5. Debugging checklist interviewers care about
Section titled “5. Debugging checklist interviewers care about”Most common bugs:
1. Forgot dZ2 /= N Symptom: gradients are exactly N times too large.
2. Modified P in-place without copy Wrong: dZ2 = P Correct: dZ2 = P.copy()
3. Wrong label shape y should be shape (N,), not (N, 1). Correct: P[np.arange(N), y]
4. Bad ReLU mask Correct: dZ1 = dA1 * (Z1 > 0)
5. Softmax not numerically stable Correct: shifted = logits - max(logits)
6. Using float32 for gradient check Prefer float64 for finite differences.
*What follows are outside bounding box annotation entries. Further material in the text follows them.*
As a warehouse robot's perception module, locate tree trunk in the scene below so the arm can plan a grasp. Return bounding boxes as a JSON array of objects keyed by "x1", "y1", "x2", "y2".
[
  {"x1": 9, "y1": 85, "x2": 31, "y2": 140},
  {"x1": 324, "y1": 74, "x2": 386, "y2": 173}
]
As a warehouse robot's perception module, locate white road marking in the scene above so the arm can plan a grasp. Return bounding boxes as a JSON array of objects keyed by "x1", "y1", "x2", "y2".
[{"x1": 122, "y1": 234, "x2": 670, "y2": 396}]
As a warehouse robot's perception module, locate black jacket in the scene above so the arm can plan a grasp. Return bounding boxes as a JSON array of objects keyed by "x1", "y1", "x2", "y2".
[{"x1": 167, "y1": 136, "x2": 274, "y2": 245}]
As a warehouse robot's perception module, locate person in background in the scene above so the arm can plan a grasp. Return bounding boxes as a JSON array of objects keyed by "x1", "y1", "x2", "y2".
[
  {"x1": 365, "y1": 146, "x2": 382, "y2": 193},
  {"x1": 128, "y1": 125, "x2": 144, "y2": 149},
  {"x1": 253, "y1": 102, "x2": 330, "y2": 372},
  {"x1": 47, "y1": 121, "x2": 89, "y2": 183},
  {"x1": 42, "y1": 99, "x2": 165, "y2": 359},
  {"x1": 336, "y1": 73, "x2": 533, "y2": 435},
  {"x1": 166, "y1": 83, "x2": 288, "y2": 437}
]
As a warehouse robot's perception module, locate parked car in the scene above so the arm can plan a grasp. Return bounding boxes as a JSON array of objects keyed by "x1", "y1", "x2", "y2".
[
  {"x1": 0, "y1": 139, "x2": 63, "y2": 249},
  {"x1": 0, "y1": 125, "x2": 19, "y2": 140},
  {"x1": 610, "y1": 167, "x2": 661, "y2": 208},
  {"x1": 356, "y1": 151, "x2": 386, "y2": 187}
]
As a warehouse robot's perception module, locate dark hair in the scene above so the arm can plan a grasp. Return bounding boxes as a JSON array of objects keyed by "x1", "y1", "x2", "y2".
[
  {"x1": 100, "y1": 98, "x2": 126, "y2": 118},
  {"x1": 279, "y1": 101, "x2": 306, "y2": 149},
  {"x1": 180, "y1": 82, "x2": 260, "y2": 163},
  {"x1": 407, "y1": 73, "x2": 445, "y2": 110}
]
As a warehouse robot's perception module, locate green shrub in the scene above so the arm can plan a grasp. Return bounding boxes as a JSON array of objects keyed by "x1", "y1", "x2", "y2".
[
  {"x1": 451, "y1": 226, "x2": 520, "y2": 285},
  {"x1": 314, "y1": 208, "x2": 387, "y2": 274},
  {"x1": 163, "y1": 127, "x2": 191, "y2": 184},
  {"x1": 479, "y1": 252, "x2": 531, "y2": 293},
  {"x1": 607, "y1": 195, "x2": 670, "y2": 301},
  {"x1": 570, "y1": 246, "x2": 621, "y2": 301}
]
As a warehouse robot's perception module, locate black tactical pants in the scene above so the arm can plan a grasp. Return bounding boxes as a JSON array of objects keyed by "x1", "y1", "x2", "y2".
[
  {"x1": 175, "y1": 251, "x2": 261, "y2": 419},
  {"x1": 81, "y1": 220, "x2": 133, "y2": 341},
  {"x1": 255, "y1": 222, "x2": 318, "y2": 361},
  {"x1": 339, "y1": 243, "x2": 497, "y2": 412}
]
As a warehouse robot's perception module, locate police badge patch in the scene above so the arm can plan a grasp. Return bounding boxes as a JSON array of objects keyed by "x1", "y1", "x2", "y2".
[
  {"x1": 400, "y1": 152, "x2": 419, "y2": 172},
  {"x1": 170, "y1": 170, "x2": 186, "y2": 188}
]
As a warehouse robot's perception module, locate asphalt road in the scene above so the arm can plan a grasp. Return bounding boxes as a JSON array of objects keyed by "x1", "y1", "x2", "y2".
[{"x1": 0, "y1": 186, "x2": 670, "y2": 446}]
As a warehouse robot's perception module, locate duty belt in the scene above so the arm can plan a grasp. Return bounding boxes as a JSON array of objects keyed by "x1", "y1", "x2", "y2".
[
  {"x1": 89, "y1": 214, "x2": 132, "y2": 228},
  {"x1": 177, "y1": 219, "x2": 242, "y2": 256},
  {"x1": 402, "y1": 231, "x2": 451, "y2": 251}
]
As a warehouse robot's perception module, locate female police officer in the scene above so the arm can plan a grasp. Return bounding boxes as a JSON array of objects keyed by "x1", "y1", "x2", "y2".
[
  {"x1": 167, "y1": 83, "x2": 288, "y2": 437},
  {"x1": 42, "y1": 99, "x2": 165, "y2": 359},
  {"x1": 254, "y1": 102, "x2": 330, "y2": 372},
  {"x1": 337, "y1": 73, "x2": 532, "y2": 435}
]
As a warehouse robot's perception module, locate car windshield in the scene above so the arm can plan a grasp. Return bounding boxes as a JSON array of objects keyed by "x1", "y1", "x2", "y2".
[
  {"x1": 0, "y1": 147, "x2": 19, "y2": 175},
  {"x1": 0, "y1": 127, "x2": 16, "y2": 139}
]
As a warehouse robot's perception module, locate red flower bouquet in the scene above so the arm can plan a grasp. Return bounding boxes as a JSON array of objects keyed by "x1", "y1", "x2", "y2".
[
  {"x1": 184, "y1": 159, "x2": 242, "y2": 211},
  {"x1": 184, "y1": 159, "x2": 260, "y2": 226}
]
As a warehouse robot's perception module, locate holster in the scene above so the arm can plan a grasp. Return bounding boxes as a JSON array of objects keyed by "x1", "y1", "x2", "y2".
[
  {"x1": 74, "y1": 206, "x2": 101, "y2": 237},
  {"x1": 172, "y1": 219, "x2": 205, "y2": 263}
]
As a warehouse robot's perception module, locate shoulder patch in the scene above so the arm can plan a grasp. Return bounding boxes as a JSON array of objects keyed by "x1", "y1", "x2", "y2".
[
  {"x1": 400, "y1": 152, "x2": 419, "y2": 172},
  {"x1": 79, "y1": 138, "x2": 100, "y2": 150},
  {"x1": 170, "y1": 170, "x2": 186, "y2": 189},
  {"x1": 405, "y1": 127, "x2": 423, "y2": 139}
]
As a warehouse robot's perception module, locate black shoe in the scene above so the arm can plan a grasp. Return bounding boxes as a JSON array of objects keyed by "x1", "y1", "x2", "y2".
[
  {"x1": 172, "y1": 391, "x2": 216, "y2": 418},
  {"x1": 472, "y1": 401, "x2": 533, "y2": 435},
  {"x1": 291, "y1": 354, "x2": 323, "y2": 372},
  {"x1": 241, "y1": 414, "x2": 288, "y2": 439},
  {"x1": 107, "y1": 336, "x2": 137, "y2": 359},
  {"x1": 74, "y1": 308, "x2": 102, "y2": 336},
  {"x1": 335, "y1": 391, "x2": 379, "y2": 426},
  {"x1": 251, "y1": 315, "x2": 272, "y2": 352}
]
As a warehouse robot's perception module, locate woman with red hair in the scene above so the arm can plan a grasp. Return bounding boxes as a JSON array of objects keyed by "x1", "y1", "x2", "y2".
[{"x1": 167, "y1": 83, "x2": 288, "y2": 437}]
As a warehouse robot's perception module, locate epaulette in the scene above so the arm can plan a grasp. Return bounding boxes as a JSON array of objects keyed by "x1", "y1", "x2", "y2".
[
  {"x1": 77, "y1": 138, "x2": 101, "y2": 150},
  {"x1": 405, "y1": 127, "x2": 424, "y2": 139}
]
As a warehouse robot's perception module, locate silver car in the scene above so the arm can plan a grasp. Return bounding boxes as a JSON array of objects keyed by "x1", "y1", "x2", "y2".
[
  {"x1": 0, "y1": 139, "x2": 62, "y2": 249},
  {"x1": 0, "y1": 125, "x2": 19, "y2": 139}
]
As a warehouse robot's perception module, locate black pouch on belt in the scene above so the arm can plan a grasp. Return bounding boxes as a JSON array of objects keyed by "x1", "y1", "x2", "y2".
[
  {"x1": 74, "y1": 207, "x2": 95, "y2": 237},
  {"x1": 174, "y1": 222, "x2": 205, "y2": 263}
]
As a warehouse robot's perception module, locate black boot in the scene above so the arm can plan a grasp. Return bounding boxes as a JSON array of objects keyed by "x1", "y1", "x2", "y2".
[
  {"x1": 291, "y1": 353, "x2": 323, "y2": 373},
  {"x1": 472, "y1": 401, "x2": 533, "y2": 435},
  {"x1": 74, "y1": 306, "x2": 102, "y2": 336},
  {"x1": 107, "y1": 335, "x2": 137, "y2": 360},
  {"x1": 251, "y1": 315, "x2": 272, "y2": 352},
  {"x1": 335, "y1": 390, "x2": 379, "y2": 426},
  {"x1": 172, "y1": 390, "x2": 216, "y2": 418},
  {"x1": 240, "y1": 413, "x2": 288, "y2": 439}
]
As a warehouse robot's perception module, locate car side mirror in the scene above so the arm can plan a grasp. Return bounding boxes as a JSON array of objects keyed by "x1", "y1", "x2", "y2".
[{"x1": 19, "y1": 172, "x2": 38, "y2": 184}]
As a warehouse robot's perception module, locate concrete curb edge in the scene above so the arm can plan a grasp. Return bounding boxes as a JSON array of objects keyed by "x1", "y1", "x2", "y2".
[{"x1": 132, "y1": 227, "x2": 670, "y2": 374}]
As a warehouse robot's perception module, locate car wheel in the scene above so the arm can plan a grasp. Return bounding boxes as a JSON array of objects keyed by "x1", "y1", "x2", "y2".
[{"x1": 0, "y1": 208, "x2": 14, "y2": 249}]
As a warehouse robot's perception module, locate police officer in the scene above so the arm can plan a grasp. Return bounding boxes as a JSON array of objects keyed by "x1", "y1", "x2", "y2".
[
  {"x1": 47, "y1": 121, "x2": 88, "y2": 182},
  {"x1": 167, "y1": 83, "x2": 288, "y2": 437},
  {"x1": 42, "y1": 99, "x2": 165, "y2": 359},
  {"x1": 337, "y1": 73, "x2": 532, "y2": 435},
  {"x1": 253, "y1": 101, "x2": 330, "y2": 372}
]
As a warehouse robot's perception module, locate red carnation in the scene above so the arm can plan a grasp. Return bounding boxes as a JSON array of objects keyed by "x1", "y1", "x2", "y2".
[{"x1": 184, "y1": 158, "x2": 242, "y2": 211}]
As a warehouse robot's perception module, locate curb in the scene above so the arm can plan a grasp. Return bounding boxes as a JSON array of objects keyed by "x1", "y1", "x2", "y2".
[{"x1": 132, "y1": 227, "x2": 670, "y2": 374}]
7. Updating params before gradient check Check gradients before applying SGD update.A strong interview line:
“If gradient check fails, I first compare shapes, then check whether the error is a constant factor like N, then isolate layer-by-layer: check dZ2, then dW2/db2, then ReLU mask, then dW1/db1.”